Elle avait appris l'importance des photographies dès son plus jeune âge et son père, alors qu’elle avait quitté le domicile familial, lui avait offert un appareil pour qu’elle puisse prendre ses propres clichés, pour qu’elle puisse fixer ses propres souvenirs. Elle l’avait chéri, cet appareil, elle en avait pris soin, et elle ne comptait plus le nombre de films qu’elle avait usés, gaspillés parfois, à prendre des photos plus ou moins réussies, de sa famille, par moments, de Xeno, pour la plupart. Elle l’avait chéri, cet appareil, elle avait tout appris, la focale, la luminosité, la distance avec son sujet, le traitement et le développement des pellicules. Elle avait tout appris, par moments, ça ressemblait au nettoyage d’une arme, et chaque geste lui était familier. Elle l’avait chéri, cet appareil, jusqu’au moment où 

Si vous vous mettez

en colère

Ne péchez

point

Que le soleil ne se couche pas

sur votre colère

Un jour, un soir, elle s’était mise en colère, comme ça lui arrivait parfois, comme ça lui arrivait souvent, quand elle était à bout et que les mots, les cigarettes, les caresses de Xeno, tout ce qui la soulageait alors se dérobait à elle. Un jour, un soir, elle s’était mise en colère, et elle avait tout envoyé valdinguer dans l’appartement, dans leur chambre, parce qu’elle n’en pouvait plus, parce que c’était le seul moyen de ne pas s’en prendre à elle-même, ou à celui qu’elle aimait. Un jour, un soir, elle avait pété les plombs, elle avait tout envoyé valser, l’appareil photo y compris, l’objectif s’était tordu, la lentille s’était fêlée, le compartiment arrière ne fermait plus, il était devenu inutilisable.

(Il y avait des photos)

(sur le film) (à l’intérieur)

(Il y avait des photos)

(de Xeno) (qui souriait)

(Il y avait des photos)

(qu’elle n’avait pas eu le temps de développer)

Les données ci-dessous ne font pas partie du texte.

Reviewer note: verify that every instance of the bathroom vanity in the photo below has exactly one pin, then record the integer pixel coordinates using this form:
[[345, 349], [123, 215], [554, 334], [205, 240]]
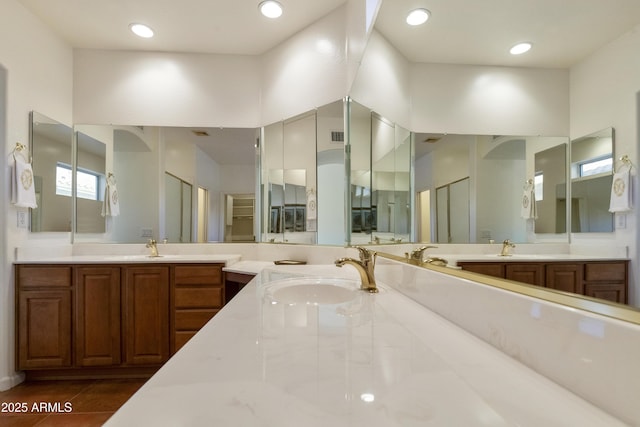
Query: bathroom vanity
[[87, 319], [605, 279], [429, 348]]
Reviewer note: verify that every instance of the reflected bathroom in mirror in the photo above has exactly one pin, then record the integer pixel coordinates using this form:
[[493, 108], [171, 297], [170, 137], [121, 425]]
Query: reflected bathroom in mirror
[[381, 156], [490, 173], [289, 180], [550, 181], [591, 178], [209, 163], [90, 177], [51, 143]]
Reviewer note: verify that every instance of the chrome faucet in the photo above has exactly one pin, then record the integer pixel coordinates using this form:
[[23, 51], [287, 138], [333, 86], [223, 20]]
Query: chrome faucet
[[416, 256], [152, 244], [365, 266], [505, 247]]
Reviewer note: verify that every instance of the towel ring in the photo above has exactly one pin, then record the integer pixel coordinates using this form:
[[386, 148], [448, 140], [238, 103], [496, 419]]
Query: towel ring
[[626, 161]]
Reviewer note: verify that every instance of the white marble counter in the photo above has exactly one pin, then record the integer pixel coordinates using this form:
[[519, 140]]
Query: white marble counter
[[454, 259], [130, 259], [250, 267], [372, 360]]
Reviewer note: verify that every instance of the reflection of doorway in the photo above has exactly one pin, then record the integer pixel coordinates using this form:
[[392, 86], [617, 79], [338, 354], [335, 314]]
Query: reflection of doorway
[[453, 212], [239, 214], [424, 212], [177, 209], [203, 215]]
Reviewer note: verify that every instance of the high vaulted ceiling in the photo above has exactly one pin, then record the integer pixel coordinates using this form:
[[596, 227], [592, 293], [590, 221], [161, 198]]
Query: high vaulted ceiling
[[474, 32], [459, 31]]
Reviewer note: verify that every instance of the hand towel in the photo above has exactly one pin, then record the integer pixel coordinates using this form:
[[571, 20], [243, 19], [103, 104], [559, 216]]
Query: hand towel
[[621, 194], [528, 208], [23, 193], [111, 204]]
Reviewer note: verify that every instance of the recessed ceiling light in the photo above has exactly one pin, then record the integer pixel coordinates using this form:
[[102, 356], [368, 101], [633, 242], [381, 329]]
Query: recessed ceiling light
[[141, 30], [270, 9], [418, 16], [520, 48]]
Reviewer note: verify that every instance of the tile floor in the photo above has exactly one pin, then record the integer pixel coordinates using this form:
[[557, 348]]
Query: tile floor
[[65, 403]]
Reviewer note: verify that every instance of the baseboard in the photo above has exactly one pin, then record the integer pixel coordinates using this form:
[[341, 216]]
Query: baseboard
[[11, 381]]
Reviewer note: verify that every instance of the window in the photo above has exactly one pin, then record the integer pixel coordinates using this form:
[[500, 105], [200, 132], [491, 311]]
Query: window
[[87, 185], [538, 180], [596, 166]]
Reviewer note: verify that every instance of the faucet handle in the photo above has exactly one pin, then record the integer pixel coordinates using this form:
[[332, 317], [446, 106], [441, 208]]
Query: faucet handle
[[417, 253], [365, 254]]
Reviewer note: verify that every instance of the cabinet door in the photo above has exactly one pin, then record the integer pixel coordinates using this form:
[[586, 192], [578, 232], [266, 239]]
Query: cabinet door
[[146, 315], [97, 316], [565, 277], [44, 328], [531, 273]]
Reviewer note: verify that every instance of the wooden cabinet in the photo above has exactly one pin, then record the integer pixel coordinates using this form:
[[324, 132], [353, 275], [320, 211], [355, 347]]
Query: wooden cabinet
[[81, 320], [532, 274], [43, 328], [97, 316], [599, 279], [606, 280], [198, 294], [233, 282], [565, 277], [145, 308]]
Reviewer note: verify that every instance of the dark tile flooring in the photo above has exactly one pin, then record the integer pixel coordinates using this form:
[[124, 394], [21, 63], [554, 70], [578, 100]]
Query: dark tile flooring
[[74, 403]]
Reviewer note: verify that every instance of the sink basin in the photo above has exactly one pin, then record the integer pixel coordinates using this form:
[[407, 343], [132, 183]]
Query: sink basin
[[313, 291]]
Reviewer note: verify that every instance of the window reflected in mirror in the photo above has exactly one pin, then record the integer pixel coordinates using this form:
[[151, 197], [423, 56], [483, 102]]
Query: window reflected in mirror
[[90, 183], [591, 179], [51, 143]]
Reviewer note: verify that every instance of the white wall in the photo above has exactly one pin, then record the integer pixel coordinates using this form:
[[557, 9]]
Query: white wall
[[485, 100], [38, 77], [166, 89], [383, 82], [307, 71], [605, 92]]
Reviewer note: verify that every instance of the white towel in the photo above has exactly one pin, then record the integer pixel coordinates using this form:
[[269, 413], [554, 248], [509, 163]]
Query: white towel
[[23, 193], [528, 208], [111, 205], [621, 194]]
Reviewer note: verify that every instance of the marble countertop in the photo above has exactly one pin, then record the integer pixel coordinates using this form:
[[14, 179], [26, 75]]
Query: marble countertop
[[133, 258], [363, 360]]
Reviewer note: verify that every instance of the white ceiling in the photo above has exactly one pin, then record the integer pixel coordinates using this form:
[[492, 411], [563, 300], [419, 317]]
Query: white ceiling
[[459, 31]]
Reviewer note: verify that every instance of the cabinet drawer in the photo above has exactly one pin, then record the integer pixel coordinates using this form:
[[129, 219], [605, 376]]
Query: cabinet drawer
[[614, 271], [193, 320], [198, 275], [44, 276], [211, 297]]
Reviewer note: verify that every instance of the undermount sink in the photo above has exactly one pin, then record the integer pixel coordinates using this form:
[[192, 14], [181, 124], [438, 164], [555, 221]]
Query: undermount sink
[[313, 291]]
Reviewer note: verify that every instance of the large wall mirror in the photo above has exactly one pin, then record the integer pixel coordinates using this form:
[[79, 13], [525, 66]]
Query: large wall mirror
[[381, 193], [289, 180], [471, 187], [164, 177], [91, 179], [591, 179], [51, 148]]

Le compartiment arrière ne fermait plus, le film avait pris la lumière, tout était perdu. Xeno lui avait bien expliqué le processus chimique, plus d’une fois d’ailleurs, mais elle ne s’en souvenait plus, mais elle avait oublié. Tout ce qu’elle savait, c’est que la lumière avait grignoté ses heureux souvenirs.

Allez

les oiseaux de mon corps

Fermez

vos belles gueules à passion 

[Tais-toi] [mon cœur]

[Tais-toi] [mon cœur]

Les accidents

d’amour à la pelle

Ne m’ont pas toujours

donné raison

[Tais-toi] [mon cœur]

[Tais-toi] [mon cœur]

La lumière avait grignoté ses heureux souvenirs. Et Xeno

“Pardonne-moi, ma douce” il était en retard au restaurant, ce jour-là, et le rouge de ses joues contrastait avec l’élégance de sa tenue (il avait couru) (il s’était dépêché) “J’ai fait au mieux, mais il y avait un tel trafic.”

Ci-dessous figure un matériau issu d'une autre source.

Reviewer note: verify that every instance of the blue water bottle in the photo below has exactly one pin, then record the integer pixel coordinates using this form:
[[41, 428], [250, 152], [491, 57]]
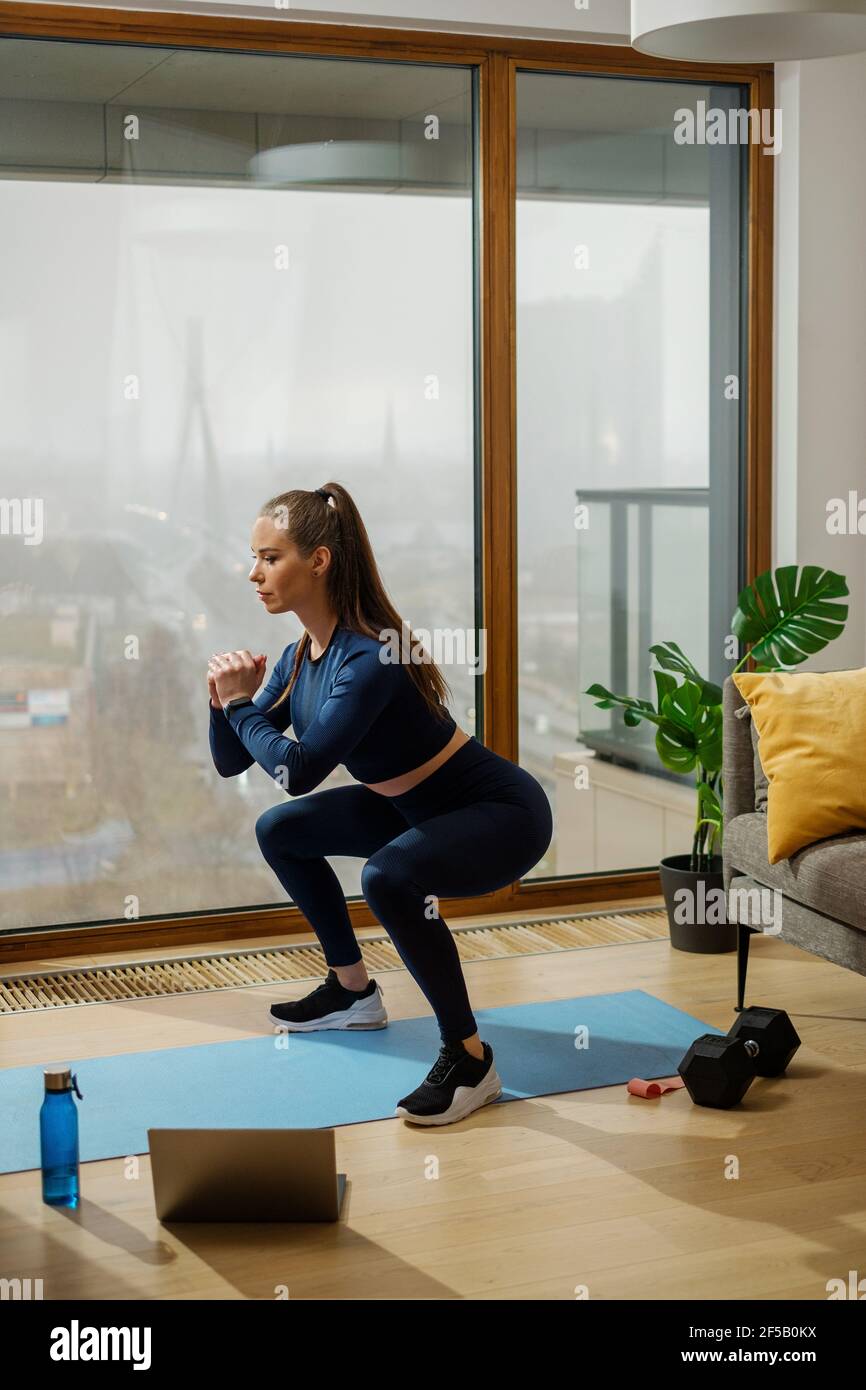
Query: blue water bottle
[[59, 1137]]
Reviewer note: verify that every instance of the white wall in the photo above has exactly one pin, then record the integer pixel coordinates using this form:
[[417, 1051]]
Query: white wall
[[820, 325]]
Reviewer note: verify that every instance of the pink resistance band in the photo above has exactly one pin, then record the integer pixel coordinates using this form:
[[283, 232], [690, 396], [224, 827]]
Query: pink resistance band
[[651, 1090]]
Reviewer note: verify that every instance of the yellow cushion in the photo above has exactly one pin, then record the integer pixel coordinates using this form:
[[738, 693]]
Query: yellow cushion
[[812, 729]]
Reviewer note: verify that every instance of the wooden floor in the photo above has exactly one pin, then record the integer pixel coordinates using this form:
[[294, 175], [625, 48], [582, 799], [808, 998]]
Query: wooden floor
[[626, 1197]]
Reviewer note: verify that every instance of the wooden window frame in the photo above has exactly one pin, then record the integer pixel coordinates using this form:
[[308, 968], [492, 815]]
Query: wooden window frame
[[496, 60]]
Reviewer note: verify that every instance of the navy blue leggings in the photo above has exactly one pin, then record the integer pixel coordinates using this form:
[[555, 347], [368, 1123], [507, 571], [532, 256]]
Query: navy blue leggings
[[474, 824]]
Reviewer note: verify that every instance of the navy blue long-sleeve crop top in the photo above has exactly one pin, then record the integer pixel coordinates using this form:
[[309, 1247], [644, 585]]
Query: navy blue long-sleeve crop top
[[348, 706]]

Forcément, mon cœur, en ce jour de 4 juillet, tu t’attendais à quoi ? 

(La lumière)

(a grignoté) (mes souvenirs)

(Mais la seule lumière)

(qui) (m’importe)

(C’est celle qui brille)

(dans tes grands yeux noirs)

“C’est rien” elle leva une main, secoua la tête (elle n’avait pas attendu) (tant que ça) (juste le temps d’un verre de whisky) “Tu m’as dit que t’avais un truc à faire, non ?” (juste le temps) (de penser à lui) (encore un peu) “Tout s’est bien passé ?”

Pourvu qu’elle brille, tant qu’elle peut

La lumière, dans tes yeux

“Oui, tout s’est parfaitement déroulé” il souriait, quand il s’assit à leur table, d’un sourire doux et malicieux (elle le connaissait bien) (ce sourire) “Ne t’en fais pas.”

Elle le connaissait bien, ce sourire. C’était celui qu’il arborait quand il lui préparait une surprise. C’était celui qui naissait sur ses lèvres à chaque fois qu’il essayait de lui faire plaisir.

(La lumière)

(a grignoté mes souvenirs)

(Mais tes yeux)

(sont deux trous noirs)

(Mais tes yeux)

(captent toute la lumière)

Et si je m’en vais, loin d’ici, je reste là, invisible.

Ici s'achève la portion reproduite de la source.